The Alder tree (1) is a cousin of the Birch and the Hazel, and like them its flowers and seeds are borne in catkins. It is usually to be found growing by the side of a slow-running stream, over which its slender branches bend gracefully, while its spreading roots cling to the boggy soil at the water’s edge. For the Alder does not thrive in dry ground: it is a water-loving tree, and its many tiny roots attract moisture, and suck it up greedily; so that the ground where the Alder grows is often a marshy swamp.

Sometimes you will find an Alder which has grown into a lofty tree with a rough brown-black bark, and with many large branches; but it is much more frequently found as a low-growing and rather gloomy bush, about the same size as the Hazel.

The wood of the Alder is much sought after for buildings which stand in water. In Venice one of the most famous bridges, the Rialto, is built on piles, or great posts of Alder driven deep into the bed of the canal: and one reads in old history books that boats were first made of the trunks of the Alder tree. But it is of no use for fences or gate posts, as it decays quickly in dry soil.


[Plate IV]

THE ALDER
1. Alder Tree2. Leaf Spray3. Stamen Catkins
4. Seed Catkins5. Last Year’s Seed Catkins6. Next Year’s Seed Catkins


If you watch a woodman cutting down an Alder tree you will notice that the chips which fall under his axe are very white; but soon they change colour and become a reddish pink. The hard wood knots which are found in the tree trunk are beautifully streaked and veined and are much prized by furniture makers.

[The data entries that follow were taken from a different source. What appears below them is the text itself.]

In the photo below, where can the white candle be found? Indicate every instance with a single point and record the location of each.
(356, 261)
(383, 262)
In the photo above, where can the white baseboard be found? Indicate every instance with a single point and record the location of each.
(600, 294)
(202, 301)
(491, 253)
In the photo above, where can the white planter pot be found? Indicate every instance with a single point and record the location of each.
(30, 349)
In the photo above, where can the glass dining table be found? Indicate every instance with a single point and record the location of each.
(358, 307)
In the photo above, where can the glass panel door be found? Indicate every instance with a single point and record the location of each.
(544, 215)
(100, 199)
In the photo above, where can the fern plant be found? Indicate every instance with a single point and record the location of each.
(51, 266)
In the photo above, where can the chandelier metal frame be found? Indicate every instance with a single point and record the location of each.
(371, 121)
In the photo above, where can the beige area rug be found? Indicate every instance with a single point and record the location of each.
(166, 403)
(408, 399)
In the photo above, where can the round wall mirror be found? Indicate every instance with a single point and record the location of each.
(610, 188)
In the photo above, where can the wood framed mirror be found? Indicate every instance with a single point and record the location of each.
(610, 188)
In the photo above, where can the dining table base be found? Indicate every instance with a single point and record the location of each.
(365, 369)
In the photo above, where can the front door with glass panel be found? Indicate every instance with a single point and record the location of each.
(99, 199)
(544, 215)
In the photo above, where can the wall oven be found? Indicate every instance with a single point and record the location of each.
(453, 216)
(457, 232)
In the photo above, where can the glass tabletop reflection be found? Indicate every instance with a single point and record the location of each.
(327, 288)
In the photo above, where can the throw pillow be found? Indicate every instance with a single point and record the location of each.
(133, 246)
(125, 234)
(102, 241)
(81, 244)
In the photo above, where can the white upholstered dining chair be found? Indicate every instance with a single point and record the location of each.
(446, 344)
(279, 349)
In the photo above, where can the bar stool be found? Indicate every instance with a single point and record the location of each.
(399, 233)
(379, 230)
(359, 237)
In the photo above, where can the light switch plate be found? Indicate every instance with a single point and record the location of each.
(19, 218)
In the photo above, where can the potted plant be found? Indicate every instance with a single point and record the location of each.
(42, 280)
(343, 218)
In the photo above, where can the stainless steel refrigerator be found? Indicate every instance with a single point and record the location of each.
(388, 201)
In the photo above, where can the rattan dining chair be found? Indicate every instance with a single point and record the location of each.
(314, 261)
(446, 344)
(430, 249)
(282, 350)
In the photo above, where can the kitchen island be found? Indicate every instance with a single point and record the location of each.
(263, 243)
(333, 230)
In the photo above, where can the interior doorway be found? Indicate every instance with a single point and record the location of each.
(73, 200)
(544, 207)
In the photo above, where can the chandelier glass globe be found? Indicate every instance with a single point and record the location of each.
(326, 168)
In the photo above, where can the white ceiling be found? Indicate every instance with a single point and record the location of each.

In early spring you should walk to the banks of a stream and look for an Alder tree. Like the Hazel, you will easily know it by its winter catkins, though these are very different from Hazel catkins. Clinging to the boughs you see groups of small brown oval cones, which are quite hard and woody and which snap off easily. These woody cones are the withered seed catkins (5) of last year. As well as these you find bunches of long drooping caterpillars with tightly-shut purple-green scales, which will not unclose till the spring days come. These are the young stamen catkins, and they have taken six months to grow so far. By these you will always know the Alder tree; and it is most interesting to watch day by day how its catkins grow and change.